Question: What is one course (or discipline) young entrepreneurs should take to prepare them for starting up?
"Setting up and running our financials and books in the early days took me more time than it should have. If you have a chance, taking a course in basic accounting or finance is a good idea. However, no class can substitute jumping in and getting your hands dirty in a business. "
"Consumer behavior is a course that mixes psychology and business, aiming to understand the minds of consumers. Knowing what triggers to pull to persuade a potential customer to buy is a very valuable tool. Two books that I would recommend are "Influence: The Psychology of Persuasion" and "Yes: 50 Scientifically Proven Ways to be Persuasive" by Robert Cialdini. "
"No matter what industry you are in, at some point or another Excel will be a useful tool to understand. I strongly believe that everyone should take some sort of course to learn the ins and outs of using Excel."

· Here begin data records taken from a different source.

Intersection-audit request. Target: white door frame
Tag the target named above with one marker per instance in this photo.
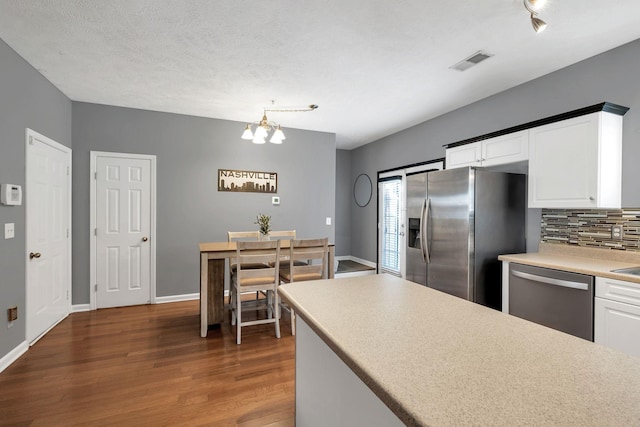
(29, 134)
(93, 223)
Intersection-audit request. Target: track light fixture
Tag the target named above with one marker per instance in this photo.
(533, 7)
(265, 126)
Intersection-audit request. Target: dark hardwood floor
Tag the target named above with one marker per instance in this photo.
(147, 365)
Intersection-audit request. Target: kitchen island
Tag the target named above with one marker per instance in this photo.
(379, 350)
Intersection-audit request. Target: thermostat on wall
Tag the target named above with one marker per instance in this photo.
(10, 194)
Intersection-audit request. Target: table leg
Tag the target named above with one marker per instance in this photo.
(216, 291)
(330, 262)
(204, 273)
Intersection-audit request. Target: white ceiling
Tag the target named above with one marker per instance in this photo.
(374, 67)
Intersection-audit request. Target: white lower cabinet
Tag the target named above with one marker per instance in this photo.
(617, 315)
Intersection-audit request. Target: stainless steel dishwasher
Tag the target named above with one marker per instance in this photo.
(558, 299)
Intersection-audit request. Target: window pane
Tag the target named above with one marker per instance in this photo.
(391, 225)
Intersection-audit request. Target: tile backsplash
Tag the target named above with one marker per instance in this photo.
(592, 227)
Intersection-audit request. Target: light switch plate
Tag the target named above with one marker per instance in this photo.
(616, 232)
(9, 230)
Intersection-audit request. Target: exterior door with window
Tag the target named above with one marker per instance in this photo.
(391, 227)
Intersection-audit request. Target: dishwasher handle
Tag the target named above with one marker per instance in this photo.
(551, 281)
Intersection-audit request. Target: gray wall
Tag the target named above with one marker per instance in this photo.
(189, 151)
(27, 100)
(344, 201)
(611, 76)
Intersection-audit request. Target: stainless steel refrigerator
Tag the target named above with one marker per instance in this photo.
(467, 217)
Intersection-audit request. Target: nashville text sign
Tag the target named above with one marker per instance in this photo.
(247, 181)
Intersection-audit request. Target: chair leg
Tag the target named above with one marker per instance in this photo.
(233, 304)
(277, 319)
(239, 319)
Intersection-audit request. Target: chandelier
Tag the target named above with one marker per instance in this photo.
(533, 7)
(264, 126)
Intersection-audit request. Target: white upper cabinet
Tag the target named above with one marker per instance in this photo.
(576, 163)
(463, 155)
(509, 148)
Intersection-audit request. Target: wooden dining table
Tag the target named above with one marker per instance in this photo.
(212, 269)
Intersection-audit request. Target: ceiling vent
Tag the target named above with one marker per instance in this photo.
(472, 60)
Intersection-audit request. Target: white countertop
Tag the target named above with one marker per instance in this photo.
(595, 262)
(435, 359)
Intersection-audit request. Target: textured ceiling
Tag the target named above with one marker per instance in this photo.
(374, 67)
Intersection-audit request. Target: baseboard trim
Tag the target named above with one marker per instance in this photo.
(364, 261)
(177, 298)
(77, 308)
(356, 259)
(354, 274)
(13, 355)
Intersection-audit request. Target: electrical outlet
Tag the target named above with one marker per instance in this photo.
(616, 232)
(12, 314)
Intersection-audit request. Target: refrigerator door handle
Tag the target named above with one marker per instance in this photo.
(426, 230)
(421, 231)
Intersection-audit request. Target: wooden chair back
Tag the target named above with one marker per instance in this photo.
(314, 254)
(233, 236)
(266, 253)
(283, 234)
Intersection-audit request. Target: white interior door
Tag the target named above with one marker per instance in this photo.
(123, 229)
(48, 234)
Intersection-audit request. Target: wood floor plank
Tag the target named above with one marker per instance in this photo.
(147, 365)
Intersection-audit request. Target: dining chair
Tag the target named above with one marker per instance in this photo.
(241, 236)
(258, 280)
(307, 261)
(283, 234)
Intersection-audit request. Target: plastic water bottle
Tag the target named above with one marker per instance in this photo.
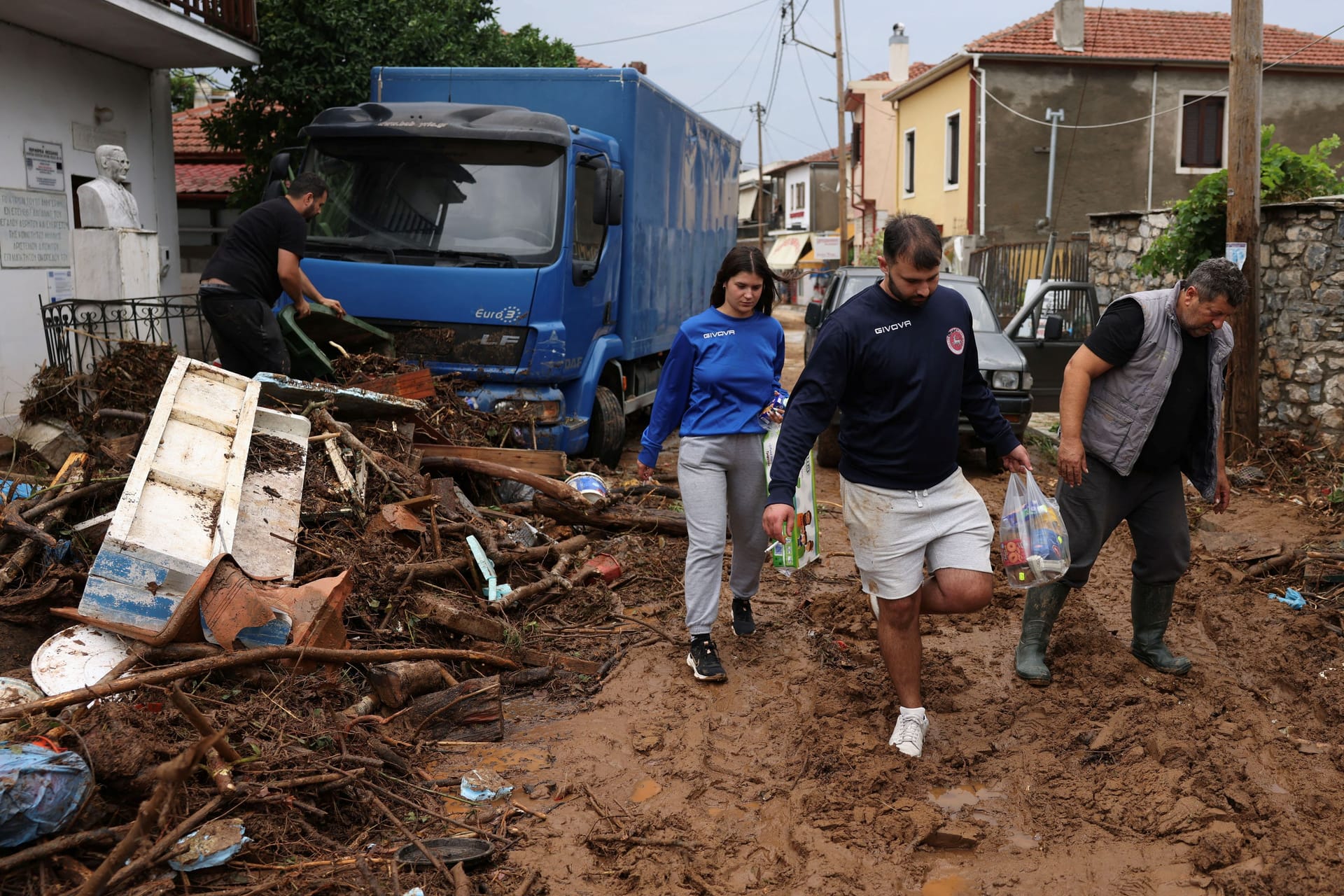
(764, 416)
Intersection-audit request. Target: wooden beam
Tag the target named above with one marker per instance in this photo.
(1243, 169)
(539, 463)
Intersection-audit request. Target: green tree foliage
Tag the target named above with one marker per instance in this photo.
(316, 54)
(1199, 222)
(182, 88)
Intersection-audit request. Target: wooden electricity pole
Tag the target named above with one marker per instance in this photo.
(760, 112)
(1243, 169)
(841, 156)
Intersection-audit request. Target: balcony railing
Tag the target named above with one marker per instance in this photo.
(235, 16)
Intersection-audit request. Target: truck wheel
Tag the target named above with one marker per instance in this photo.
(828, 448)
(606, 429)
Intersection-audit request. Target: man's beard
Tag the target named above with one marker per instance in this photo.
(914, 301)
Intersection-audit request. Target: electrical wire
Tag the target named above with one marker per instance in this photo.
(689, 24)
(741, 62)
(1130, 121)
(812, 101)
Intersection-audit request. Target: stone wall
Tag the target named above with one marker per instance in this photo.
(1301, 300)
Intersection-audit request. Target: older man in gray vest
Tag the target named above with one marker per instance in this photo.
(1142, 405)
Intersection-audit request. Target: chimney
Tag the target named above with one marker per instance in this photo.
(898, 54)
(1069, 24)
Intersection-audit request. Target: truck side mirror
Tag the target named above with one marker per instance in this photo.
(277, 175)
(608, 197)
(1054, 328)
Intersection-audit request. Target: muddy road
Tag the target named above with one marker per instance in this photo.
(1114, 780)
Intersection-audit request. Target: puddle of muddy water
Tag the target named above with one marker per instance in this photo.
(958, 797)
(647, 789)
(951, 886)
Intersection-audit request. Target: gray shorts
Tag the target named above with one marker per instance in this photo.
(892, 533)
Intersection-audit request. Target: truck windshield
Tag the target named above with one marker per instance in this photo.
(444, 202)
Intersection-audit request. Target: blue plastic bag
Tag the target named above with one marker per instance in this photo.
(41, 790)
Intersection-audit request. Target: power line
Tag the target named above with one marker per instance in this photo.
(1130, 121)
(750, 50)
(812, 101)
(689, 24)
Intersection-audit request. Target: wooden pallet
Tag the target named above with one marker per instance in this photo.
(182, 503)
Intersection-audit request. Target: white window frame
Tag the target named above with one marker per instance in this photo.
(952, 160)
(1186, 96)
(909, 147)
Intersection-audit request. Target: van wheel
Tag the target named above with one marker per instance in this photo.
(828, 448)
(606, 429)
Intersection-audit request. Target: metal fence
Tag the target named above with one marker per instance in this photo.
(1006, 269)
(80, 332)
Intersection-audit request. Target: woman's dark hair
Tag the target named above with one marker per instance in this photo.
(746, 260)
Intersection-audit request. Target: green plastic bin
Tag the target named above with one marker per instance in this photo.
(309, 339)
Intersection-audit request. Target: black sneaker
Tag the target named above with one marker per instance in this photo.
(705, 660)
(742, 621)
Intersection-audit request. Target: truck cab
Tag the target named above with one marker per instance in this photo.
(538, 232)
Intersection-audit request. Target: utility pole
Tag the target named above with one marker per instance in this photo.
(760, 113)
(1243, 168)
(841, 156)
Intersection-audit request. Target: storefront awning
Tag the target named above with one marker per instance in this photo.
(787, 248)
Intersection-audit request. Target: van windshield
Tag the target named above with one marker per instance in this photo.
(451, 202)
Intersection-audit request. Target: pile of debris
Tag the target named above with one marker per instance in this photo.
(272, 605)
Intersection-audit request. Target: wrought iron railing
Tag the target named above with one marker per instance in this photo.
(1006, 269)
(235, 16)
(80, 332)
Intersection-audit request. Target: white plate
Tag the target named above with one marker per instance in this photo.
(77, 657)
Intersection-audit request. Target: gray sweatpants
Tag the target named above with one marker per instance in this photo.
(722, 480)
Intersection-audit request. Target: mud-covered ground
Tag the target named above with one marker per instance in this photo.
(1114, 780)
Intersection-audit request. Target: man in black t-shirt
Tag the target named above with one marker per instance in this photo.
(260, 257)
(1140, 406)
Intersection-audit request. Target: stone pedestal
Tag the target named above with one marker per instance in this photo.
(116, 264)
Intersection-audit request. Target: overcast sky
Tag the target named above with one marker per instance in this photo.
(722, 66)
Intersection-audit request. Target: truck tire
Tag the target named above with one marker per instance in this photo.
(606, 429)
(828, 448)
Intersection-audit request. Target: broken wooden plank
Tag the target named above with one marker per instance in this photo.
(354, 403)
(539, 463)
(416, 384)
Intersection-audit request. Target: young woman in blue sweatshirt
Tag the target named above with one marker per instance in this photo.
(721, 374)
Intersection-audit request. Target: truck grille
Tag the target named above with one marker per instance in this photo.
(468, 344)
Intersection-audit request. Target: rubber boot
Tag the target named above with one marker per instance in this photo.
(1038, 618)
(1151, 606)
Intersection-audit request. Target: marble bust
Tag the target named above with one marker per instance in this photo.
(105, 202)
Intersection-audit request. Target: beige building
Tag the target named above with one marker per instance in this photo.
(874, 140)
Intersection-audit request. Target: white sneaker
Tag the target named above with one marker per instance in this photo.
(909, 734)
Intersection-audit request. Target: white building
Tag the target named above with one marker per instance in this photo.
(77, 74)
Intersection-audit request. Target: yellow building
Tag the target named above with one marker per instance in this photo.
(936, 155)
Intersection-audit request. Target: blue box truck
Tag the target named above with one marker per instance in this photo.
(539, 232)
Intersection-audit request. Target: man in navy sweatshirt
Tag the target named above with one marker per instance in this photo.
(899, 360)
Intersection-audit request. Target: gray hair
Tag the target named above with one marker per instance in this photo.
(1215, 277)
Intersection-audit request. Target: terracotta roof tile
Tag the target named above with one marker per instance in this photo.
(206, 178)
(188, 139)
(1155, 34)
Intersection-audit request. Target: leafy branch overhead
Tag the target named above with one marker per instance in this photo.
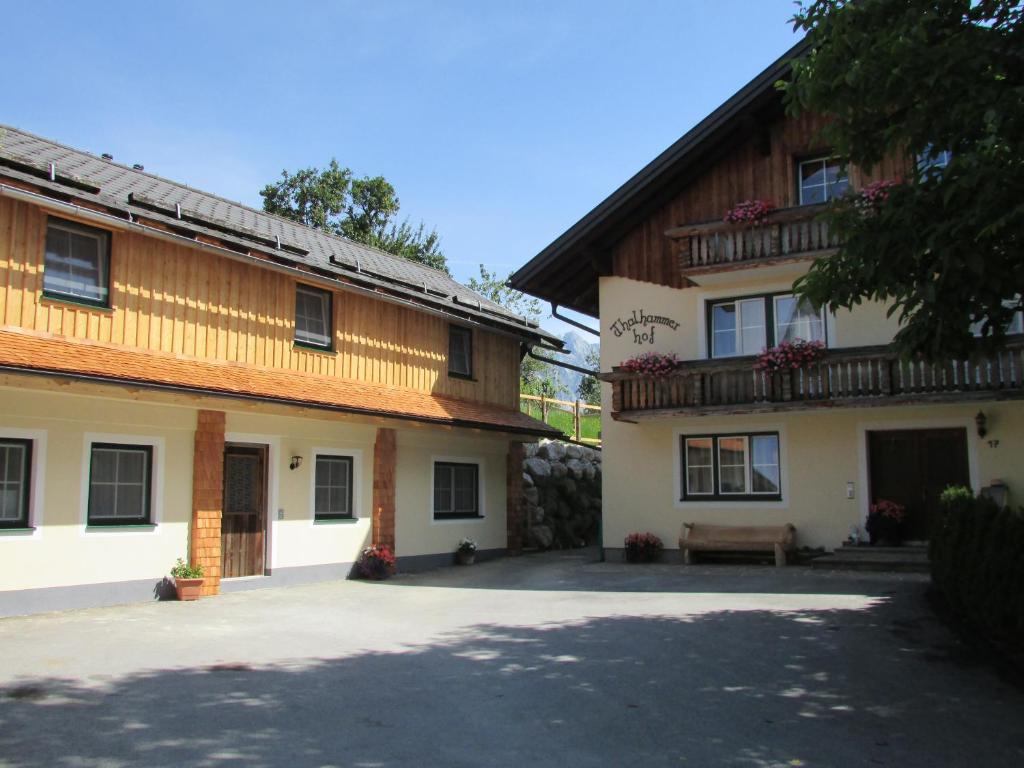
(361, 209)
(913, 79)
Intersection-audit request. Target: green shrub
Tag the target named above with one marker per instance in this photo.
(977, 560)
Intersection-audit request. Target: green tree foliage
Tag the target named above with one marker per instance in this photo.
(536, 377)
(589, 389)
(361, 209)
(945, 247)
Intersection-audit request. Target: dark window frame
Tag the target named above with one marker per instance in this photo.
(350, 460)
(822, 157)
(717, 495)
(770, 331)
(25, 520)
(329, 326)
(468, 332)
(104, 255)
(475, 514)
(146, 517)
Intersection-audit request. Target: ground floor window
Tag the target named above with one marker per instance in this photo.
(120, 482)
(333, 491)
(731, 467)
(457, 489)
(15, 474)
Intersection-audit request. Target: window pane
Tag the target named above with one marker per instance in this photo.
(723, 324)
(752, 330)
(765, 464)
(732, 464)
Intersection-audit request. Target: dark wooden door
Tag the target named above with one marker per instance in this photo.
(244, 520)
(912, 467)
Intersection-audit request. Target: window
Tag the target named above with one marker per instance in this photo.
(821, 179)
(312, 317)
(457, 489)
(333, 488)
(932, 158)
(120, 480)
(747, 326)
(460, 351)
(731, 467)
(15, 476)
(77, 262)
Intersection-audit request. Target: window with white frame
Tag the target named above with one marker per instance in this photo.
(731, 467)
(748, 325)
(77, 262)
(120, 484)
(312, 317)
(457, 489)
(460, 351)
(821, 179)
(333, 488)
(15, 477)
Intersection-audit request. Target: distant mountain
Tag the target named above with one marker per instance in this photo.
(578, 348)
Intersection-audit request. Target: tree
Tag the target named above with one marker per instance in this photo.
(915, 77)
(536, 377)
(360, 209)
(589, 388)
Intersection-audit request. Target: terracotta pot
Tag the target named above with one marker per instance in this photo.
(188, 589)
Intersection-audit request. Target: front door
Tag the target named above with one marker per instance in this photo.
(244, 519)
(912, 467)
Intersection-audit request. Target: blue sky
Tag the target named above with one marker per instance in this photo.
(500, 124)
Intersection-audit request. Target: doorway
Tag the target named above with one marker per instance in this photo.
(243, 524)
(912, 467)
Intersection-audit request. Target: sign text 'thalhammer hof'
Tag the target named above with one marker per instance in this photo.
(642, 326)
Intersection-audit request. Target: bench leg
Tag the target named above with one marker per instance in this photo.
(779, 556)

Psychology, Sociology or Religion
"No matter how you slice it, people do business with people. The better you can understand what makes people tick and what cues dictate their decisions even subconsciously, the better positioned you are to interact with suppliers, employees and clients. If you study or read about psychology, sociology and religion, you'll gain fascinating insights into people. "
"Developing relationships and closing sales is critical to success. A basic knowledge of psychology can help you understand what emotions motivate people and which ones hold them back. The reality is that you can only help people get what they want. If you can understand what they want and why they want it, you'll have great success in marketing your products and services."
Steve Blank's Lean LaunchPad Course
"Learn the key tools and steps to build a successful startup (or at least reduce the risk of failure) from Steve Blank, a seasoned entrepreneur. The Lean LaunchPad course covers his famous customer development process, where entrepreneurs "get out of the building" to gather feedback and then use that feedback to continuously evolve their startup business models. "
"Language is the foundation for everything in business -- ideas, relationships, plans -- at some point they all rely on words. Without a strong understanding of how to convey your thoughts to others on paper, you're at a severe disadvantage."
"It’s amazing how many times you’re going to be modeling things, diving deep into numbers and doing analyses. I think the stronger your statistical background and the more you understand the elements of statistics and can harness the power of Excel, the better off you'll be in the long run. "
"Forget business skills. You need life skills that battle stress, help you trust your gut and quiet your mind. Meditating and doing yoga will help you separate thoughts that are truly yours from thoughts that are simply external pressures from society, your employees, investors and customers. This has improved my ability to make decisions by tenfold. "
"Young entrepreneurs should take every opportunity to engage in public speaking through structured courses or a local theatre or improv group. Entrepreneurs are constantly thinking on their feet and need to have the ability to charismatically rally belief and engagement from an individual whether that person is a potential employee or initial client. "
Persuasion and Negotiation
"A great idea is nothing without an actual product, great team, investors and a target audience who is willing to pay. With all of these stakeholders, young entrepreneurs should get as much practice in the power of persuasion and negotiation as possible. Products rarely build or sell themselves, so the more you can persuade and negotiate with others, the more effective you can be."